Evidence that Garcia-Paz knew he was importing marijuana is not required to support a conviction under 18 U.S.C. § 545. The statute states in part "[w]hoever fraudulently or knowingly imports or brings into the United States, any merchandise contrary to law ... [s]hall be fined under this title or imprisoned not more than five years, or both." 18 U.S.C. § 545. The word "knowingly" in this construction modifies "imports or brings into the United States, any merchandise contrary to law." It is not a requirement of the offense that the defendant know the type of merchandise he is importing. He need only know that he is importing or bringing in "merchandise contrary to law."

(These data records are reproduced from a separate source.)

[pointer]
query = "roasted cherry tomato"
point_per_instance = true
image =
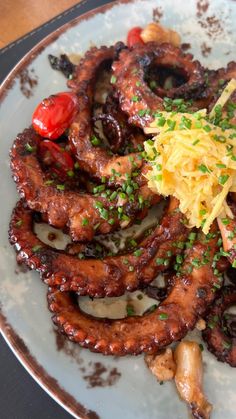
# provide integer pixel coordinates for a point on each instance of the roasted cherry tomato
(54, 114)
(134, 36)
(59, 160)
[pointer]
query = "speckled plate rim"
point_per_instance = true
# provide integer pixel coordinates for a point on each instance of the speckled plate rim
(15, 343)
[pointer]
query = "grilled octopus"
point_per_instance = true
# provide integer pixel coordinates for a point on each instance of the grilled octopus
(97, 161)
(188, 299)
(68, 208)
(216, 81)
(220, 333)
(111, 276)
(136, 97)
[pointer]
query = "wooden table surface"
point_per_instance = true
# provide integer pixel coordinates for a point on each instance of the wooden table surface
(17, 17)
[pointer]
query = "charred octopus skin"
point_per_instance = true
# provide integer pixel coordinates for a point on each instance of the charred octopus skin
(97, 161)
(191, 294)
(216, 81)
(111, 276)
(65, 208)
(220, 334)
(136, 97)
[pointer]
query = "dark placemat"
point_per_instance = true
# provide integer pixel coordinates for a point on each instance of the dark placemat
(20, 396)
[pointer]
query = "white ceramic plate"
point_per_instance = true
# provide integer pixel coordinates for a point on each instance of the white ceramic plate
(62, 368)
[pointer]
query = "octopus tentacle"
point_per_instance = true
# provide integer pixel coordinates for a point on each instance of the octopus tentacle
(111, 276)
(190, 296)
(67, 208)
(136, 97)
(97, 161)
(220, 333)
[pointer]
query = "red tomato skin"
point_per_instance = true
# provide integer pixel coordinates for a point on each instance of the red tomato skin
(54, 114)
(134, 37)
(58, 155)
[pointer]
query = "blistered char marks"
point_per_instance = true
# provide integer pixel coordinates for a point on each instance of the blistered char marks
(111, 276)
(220, 333)
(169, 322)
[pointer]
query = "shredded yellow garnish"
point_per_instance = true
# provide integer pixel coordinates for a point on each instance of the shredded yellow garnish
(195, 161)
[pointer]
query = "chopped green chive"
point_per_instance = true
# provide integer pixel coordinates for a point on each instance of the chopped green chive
(36, 248)
(138, 252)
(61, 187)
(113, 79)
(48, 182)
(227, 345)
(223, 179)
(130, 310)
(19, 223)
(203, 168)
(163, 316)
(95, 141)
(135, 99)
(29, 148)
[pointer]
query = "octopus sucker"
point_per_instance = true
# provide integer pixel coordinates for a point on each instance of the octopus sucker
(220, 334)
(68, 208)
(133, 335)
(136, 96)
(110, 276)
(97, 161)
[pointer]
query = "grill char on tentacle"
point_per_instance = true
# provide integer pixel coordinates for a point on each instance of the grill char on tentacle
(189, 298)
(111, 276)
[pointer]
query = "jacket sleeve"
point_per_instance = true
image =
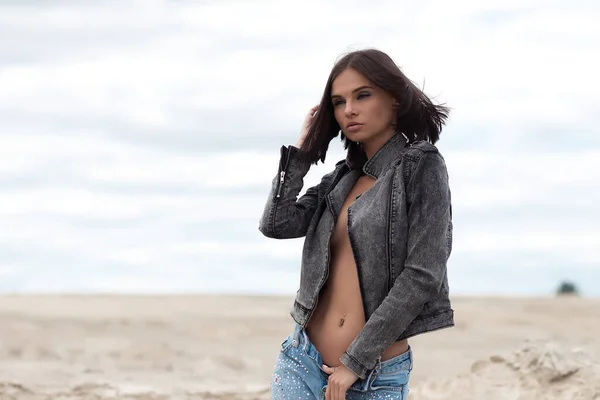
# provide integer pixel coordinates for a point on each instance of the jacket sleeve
(428, 216)
(284, 215)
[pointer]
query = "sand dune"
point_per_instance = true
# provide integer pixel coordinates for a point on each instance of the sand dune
(223, 347)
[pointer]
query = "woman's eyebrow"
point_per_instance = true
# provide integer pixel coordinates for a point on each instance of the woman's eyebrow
(354, 91)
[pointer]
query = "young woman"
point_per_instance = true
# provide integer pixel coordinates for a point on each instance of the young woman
(378, 234)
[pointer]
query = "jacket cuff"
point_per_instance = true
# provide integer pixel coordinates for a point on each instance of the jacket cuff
(353, 365)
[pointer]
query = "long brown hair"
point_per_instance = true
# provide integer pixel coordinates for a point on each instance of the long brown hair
(416, 116)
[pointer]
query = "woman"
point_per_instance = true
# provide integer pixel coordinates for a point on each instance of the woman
(378, 234)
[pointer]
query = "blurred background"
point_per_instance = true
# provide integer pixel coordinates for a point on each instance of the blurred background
(138, 139)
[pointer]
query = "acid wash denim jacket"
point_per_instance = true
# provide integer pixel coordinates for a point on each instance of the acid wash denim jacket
(400, 231)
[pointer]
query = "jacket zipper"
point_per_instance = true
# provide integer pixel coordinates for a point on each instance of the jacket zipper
(389, 239)
(328, 255)
(360, 285)
(282, 172)
(281, 179)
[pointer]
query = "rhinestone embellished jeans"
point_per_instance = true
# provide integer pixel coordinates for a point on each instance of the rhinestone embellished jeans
(298, 374)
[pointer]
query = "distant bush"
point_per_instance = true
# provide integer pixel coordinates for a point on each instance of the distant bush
(567, 288)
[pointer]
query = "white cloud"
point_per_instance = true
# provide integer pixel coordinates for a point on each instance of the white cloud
(83, 174)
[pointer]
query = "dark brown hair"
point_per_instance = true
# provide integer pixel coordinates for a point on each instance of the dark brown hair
(417, 117)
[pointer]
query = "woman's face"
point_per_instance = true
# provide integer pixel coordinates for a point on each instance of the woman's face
(363, 111)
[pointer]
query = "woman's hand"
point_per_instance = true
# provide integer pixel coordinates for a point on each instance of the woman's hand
(340, 379)
(306, 125)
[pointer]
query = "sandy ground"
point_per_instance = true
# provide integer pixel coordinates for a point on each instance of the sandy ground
(224, 347)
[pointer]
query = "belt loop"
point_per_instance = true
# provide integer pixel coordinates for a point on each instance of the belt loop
(378, 364)
(296, 336)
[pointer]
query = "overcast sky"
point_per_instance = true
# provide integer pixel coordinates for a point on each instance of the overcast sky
(138, 139)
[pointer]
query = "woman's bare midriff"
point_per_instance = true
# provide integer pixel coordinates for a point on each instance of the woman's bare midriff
(339, 316)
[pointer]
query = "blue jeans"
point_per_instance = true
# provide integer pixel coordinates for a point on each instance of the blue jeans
(298, 374)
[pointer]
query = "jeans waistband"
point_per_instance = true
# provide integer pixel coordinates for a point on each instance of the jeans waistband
(300, 339)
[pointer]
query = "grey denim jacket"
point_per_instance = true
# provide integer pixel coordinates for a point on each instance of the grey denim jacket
(400, 231)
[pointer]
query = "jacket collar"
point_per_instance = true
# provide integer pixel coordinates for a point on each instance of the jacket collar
(381, 160)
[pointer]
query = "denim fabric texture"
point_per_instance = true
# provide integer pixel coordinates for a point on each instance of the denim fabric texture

Garcia-Paz knew he was bringing in merchandise contrary to law. He simply may have been mistaken as to the type of merchandise, thinking it medicine rather than marijuana. This mistake does not negate an element of the offense described in the statute. 1 Charles E. Torcia, Wharton's Criminal Law, § 78 (15th ed. 1993) (explaining that a mistake of fact does not negate the mens rea element of a crime "if the defendant would be guilty of another offense had the facts been as he believed them to be."). Hence, there was sufficient evidence to support his conviction under section 545.